No matter what type of Psoriasis treatment you choose, it is important to work closely with your doctor to find the best solution for your individual needs. With proper care and management, Psoriasis sufferers can experience relief from their symptoms and improved quality of life.
6. Alternative Treatments - There are also many alternative treatments available for Psoriasis including acupuncture, meditation, and herbal supplements. Speak with your doctor to discuss the potential benefits of these treatments.
7. Psoriasis Support Groups - Psoriasis can be a difficult condition to manage, but Psoriasis support groups can provide valuable resources for Psoriasis sufferers. These groups offer access to expert advice as well as emotional support from others who are going through similar experiences.
With the right treatment plan and lifestyle adjustments, Psoriasis sufferers can achieve better control over their symptoms and lead fuller lives. If you think you may have Psoriasis, it is best to speak with your doctor about your options so that you can find the best solution for your individual needs.
In addition to the classic symptoms of psoriasis, such as scaling skin, itchiness and discoloration, people living with this skin condition may be more prone to other issues like joint swelling or arthritis. If you have been diagnosed with psoriasis then your risk for the following conditions could increase significantly:
Psoriasis can also lead to diabetes. People with psoriasis are more likely to have insulin resistance, which is a risk factor for type 2 diabetes. Psoriasis has also been linked to increased levels of cholesterol, which could lead to arterial blockage and a higher risk for heart attacks and strokes. Psoriasis has also been linked to obesity and can worsen skin symptoms due to the increased inflammation associated with excess weight.

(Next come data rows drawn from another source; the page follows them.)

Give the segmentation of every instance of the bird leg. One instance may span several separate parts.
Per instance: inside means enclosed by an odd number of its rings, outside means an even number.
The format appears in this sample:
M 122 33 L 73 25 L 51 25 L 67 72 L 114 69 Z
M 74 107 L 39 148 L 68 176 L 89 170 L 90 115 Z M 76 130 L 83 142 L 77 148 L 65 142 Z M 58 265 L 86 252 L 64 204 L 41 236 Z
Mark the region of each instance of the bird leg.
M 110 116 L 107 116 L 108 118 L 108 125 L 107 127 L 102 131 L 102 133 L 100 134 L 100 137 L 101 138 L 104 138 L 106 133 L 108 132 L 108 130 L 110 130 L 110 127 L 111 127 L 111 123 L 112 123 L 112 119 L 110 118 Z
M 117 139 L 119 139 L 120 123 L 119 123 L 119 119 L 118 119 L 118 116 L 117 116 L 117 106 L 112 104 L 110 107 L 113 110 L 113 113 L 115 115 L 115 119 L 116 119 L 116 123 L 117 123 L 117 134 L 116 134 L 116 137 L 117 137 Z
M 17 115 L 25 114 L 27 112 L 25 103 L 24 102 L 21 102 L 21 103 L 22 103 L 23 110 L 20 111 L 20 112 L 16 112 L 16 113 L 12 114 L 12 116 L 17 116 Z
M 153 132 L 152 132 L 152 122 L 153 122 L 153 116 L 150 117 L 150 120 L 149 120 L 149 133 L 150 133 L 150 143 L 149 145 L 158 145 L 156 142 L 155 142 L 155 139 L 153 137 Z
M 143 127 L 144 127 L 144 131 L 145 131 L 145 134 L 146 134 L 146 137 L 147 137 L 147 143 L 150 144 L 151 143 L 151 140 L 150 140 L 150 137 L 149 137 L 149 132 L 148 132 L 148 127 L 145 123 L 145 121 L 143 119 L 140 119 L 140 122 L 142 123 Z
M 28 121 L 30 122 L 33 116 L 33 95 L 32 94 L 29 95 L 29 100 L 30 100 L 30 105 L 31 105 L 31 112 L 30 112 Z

Although there is no guaranteed way to protect against psoriasis, you can decrease your risk of an outbreak by staying up-to-date with treatment regimes suggested by your healthcare provider, maintaining a healthy lifestyle and taking care of your skin. Additionally, be sure to take preventative steps such as avoiding any potential triggers that may cause flare ups.
You can take these steps to prevent triggering a flare-up:
In conclusion, if you think you may have Psoriasis, consult with your healthcare provider for an accurate diagnosis and treatment plan. With the right treatment, Psoriasis can be managed effectively and you can enjoy a good quality of life.
The information provided is not intended to be a substitute for professional medical advice, diagnosis or treatment. Always seek the advice of your physician or other qualified health provider with any questions you may have regarding Psoriasis or any other medical condition.